Why bother wondering how the PEP will vote -- we all already know. Just think when Mayoral control is finally changed or ceases -- these PEP members might find themselves eliminated.
Lisa - Upper east side
"Research across the country" has found the opposite of what he says -- the
best study (CREDO) found only 13% of charter schools outperform neighborhood
schools.
Maria from Morningside Hts
Unfortunately the teacher's union binds the hands of administrators, and protects bad teachers, so the only recourse is closure where there can be rebuilding from the bottom up. If the teachers are not meeting the needs of their set of students to bring those particular students to standard, a new approach is needed, and a new group of teachers should be tried.
Jeff
Midtown
I like the innovations that charter schools bring in--all public schools in NYC are not doing wonderful things. We need to find new ways of teaching science and math. We need arts, including music, in all schools.
But closing schools is not a good thing at all. How is that a way of fixing something? When a child loses their school it is demoralizing to that child. They are sent the message that it is okay to give-up. They are sent the message that they are being given up on.
Veronica
East Elmhurst
It's a crime that Jane Addams HS and the other technical high schools are closing. The NYC DOE is short sighted for thinking all students can go to college. Public schools have a rich history of providing training in many areas- automotive, health careers, nursing, beauty culture, electricity, computer repair and many others. Many others have been discontinued. Training that led to careers because skills were learned. The parents of these students understand this and questioned the DOE's logic. Questioned their stupidity. The DOE has a duty to listen to the parents of the students.
Business leaders across the country can't invest in our economy because the young people and work force are lacking the skills needed. Technical schools need updating to match business needs. Jane Addams HS, Samuel Gompers HS and other high schools need to continue providing the technical skills that lead to jobs.
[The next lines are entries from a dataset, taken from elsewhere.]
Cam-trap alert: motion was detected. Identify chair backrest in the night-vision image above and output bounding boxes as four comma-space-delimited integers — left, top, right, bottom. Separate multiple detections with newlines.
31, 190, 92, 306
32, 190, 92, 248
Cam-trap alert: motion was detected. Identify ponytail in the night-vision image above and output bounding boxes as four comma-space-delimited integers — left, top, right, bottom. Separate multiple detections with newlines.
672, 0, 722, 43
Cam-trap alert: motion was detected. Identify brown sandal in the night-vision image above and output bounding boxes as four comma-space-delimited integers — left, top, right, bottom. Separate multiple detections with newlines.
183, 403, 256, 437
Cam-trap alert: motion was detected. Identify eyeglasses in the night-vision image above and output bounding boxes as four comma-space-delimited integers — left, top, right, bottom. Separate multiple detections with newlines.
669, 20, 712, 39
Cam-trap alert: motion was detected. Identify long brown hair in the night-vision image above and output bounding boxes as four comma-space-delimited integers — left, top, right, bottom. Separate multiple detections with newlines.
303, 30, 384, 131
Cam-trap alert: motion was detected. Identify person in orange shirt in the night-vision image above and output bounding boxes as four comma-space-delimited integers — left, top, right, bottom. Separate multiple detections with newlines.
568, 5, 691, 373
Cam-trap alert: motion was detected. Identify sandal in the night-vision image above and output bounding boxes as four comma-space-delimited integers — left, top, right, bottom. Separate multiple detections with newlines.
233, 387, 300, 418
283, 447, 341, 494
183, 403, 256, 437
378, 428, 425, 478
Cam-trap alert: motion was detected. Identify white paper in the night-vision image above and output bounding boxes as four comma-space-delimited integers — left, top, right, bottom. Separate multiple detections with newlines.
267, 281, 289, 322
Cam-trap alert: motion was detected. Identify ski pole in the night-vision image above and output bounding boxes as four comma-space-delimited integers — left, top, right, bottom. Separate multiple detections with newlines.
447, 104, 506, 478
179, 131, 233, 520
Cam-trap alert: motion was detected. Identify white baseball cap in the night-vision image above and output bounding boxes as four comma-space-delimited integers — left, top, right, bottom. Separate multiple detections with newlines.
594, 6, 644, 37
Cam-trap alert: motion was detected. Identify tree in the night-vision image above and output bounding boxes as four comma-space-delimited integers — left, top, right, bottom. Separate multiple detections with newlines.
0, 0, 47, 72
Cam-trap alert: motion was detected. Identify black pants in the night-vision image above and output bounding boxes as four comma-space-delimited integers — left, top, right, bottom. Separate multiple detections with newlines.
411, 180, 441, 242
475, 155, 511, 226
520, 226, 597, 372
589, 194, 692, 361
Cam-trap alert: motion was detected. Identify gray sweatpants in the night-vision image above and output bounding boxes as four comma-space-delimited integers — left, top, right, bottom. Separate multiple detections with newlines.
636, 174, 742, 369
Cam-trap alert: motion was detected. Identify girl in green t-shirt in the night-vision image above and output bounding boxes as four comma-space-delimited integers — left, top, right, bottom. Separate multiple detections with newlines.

Closing them is a step backward. More technical knowledge is needed.
Barney
Dongan Hills
That's very nice that two schools are being saved. What about the rest!!! What about P.S. 215 The Lucretia Mott School. How do you decide to phase out a school that you have never came to. The same school that you have taken funds from. The same school that you are actually telling the parents and children that yes we are going to phase out the school because you are failing, and yes we are going to keep the same administrator to run the school. Mind you, these are the testing grades, 3rd, 4th & 5th grade. Did you not think that we were that smart to understand that?
The DOE continues to fail our children!!!
Parent from Queens
I would like to hear more from the parents of children than the educators complaining about there jobs. I can't understand how or why you would want to support a school that is failing your child.